We first address the argument that because the Employer/Carrier filed its motion for an EMA only eight days before final hearing, the JCC should not have appointed an EMA. Notably, Claimant does not contest that there existed a material disagreement in medical opinions, or argue that the appointment of an EMA would be legally improper if timely done. Rather, Claimant restricts her argument to the timeliness of the JCC's appointment of the EMA.

This court has held that, absent a timely request, a party cannot raise as error on appeal the JCC's failure to appoint an EMA. See, e.g., Walsdorf Sheet Metal Works, Inc. v. Gonzalez, 719 So.2d 355 (Fla. 1st DCA 1998). The basis for this holding is that it would adversely impact the administration of justice to permit a party to ignore her obligation to diligently protect her interests, and wait until after an adverse order has been rendered to raise the issue for the first time. See Arvida River Hills Country Club v. Van Slyke, 728 So.2d 1213, 1214 (Fla. 1st DCA 1999). But no case interpreting the EMA provisions in chapter 440, nor any statutory text brought to our attention, prevents a JCC from appointing an EMA merely because a request is not made timely. On the contrary, even absent a request from a party, a JCC can-and under the plain terms of sections 440.13(9)(c) and 440.25(4)(d) must—appoint an EMA if a disagreement in medical opinions exists. To strike the appointment of an EMA in this case, even if based on an untimely request, would be in contravention of the plain language of sections 440.13(9)(c) and 440.25(4)(d) and the legislative intent that JCCs have independent authority to appoint EMAs where medical opinions materially differ. Here, the JCC could have, in effect, passed on the E/C's motion for the appointment of an EMA, but he was not required to do so as a matter of law. Accordingly, Claimant has not demonstrated that the JCC departed from the essential requirements of law by appointing an EMA in the circumstances presented.
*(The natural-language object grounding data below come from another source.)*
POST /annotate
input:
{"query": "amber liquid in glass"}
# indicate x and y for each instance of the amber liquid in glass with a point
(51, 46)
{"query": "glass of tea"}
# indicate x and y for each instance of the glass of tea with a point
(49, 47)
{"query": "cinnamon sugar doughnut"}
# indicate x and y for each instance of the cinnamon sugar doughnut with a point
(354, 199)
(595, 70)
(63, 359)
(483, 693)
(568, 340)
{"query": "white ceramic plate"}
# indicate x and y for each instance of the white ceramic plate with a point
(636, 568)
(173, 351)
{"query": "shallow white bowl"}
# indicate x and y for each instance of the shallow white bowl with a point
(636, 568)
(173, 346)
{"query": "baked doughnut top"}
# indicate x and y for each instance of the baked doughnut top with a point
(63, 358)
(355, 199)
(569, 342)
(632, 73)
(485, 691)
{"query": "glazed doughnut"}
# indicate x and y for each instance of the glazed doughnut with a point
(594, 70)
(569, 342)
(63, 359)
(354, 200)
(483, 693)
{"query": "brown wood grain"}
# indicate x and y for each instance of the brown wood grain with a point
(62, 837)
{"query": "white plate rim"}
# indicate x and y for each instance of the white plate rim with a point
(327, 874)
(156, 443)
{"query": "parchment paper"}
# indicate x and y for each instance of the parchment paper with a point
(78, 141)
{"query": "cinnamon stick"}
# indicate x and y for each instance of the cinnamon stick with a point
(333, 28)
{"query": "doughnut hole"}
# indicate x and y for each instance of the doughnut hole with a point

Claimant next argues that the JCC's appointment of an EMA violates the 210–day deadline for holding a hearing set by section 440.25(4)(d), Florida Statutes (2013). The order extending the hearing beyond the 210–day deadline was not timely challenged by Claimant, who offers no meaningful remedy to the existing situation. Finally, the statutory deadline for holding a hearing is not “inflexible nor inviolable” and a JCC may grant a continuance for good cause shown. See Banks v. Allegiant Sec., 122 So.3d 983, 985 (Fla. 1st DCA 2013) (reversing JCC's denial of continuance based on JCC's failure to consider statutory standards for such relief); see also Brown v. Pumpian, 504 So.2d 481, 482 (Fla. 1st DCA 1987) (concluding time deadlines for holding hearings are “directory,” not mandatory). Because Claimant has failed to demonstrate that the JCC departed from the essential requirements of law, the petition for writ of certiorari is DENIED on the merits.

PER CURIAM.

LEWIS, MAKAR, and WINOKUR, JJ., concur.